Dutch daily 'De Volksrant' wrote: "The only order in British politics comes from John Bercow's mouth in these turbulent days."

Both Britain's main party leaders paid tribute to Bercow on Wednesday as he chaired the weekly prime minister's questions session for the final time.

'Unreturnable volleys and smashes'

"Although we may disagree about some of the legislative innovations you have favoured, there is no doubt in my mind that you have been a great servant of this parliament and of this House of Commons," said Prime Minister Boris Johnson.

Johnson, in his own inimitable style, said the tennis fan had been "peppering every part of the chamber with (his) own thoughts and opinions, like some uncontrollable tennis ball machine, delivering a series of literally unplayable, unreturnable volleys and smashes".

He also likened Bercow's glare to a "trademark Tony Montana scowl", after Al Pacino's character in the 1983 film "Scarface".

Opposition Labour party leader Jeremy Corbyn added: "You've done so much to reform this House of Commons and our democracy is the stronger for the way you have done it."

Bercow will not stand in the December 12 general election. His replacement as speaker will be chosen on Monday. Nine candidates are standing, including his three deputies and former Labour deputy leader Harriet Harman. Bercow's number two, Lindsay Hoyle, is the bookmakers' odds-on favourite to win.

By convention, the main parties give the speaker a clear run in a general election, standing down their candidates.

'Egotistical preening popinjay'

Born in 1963 into a modest family, Bercow grew up in London and was a child tennis champion, leading to his lifelong love of the sport, notably Swiss great Roger Federer. He was always a Conservative, but in his youth held hard-right views that he now rejects.

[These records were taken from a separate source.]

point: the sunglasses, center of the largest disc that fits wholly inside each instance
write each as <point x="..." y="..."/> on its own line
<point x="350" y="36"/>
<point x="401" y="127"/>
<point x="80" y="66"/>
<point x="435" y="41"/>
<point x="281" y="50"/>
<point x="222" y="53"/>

He became an MP in 1997 and 12 years later was elected as speaker, becoming the youngest person to hold the role for 100 years.

While the Brexit clashes came to dominate his tenure, Bercow also caused a stir by saying he would not allow US President Donald Trump to address parliament during a planned visit.

Bercow married Sally Illman in 2002 and they have three children. She became a household name after posing for a photoshoot in Bercow's official residence in the Houses of Parliament draped only a sheet, and appearing on the "Celebrity Big Brother" reality television programme.

Critics say Bercow is filled with self-importance.

'The Daily Mail' newspaper called him an "egotistical preening popinjay" who had "shamelessly put his anti-Brexit bias before the national interest -- and is a disgrace to his office".

But Bercow's supporters say he has sought to modernise parliament, abandoning the speaker's traditional robes for a simple gown over a suit, and seeking to make it easier for female MPs with new babies.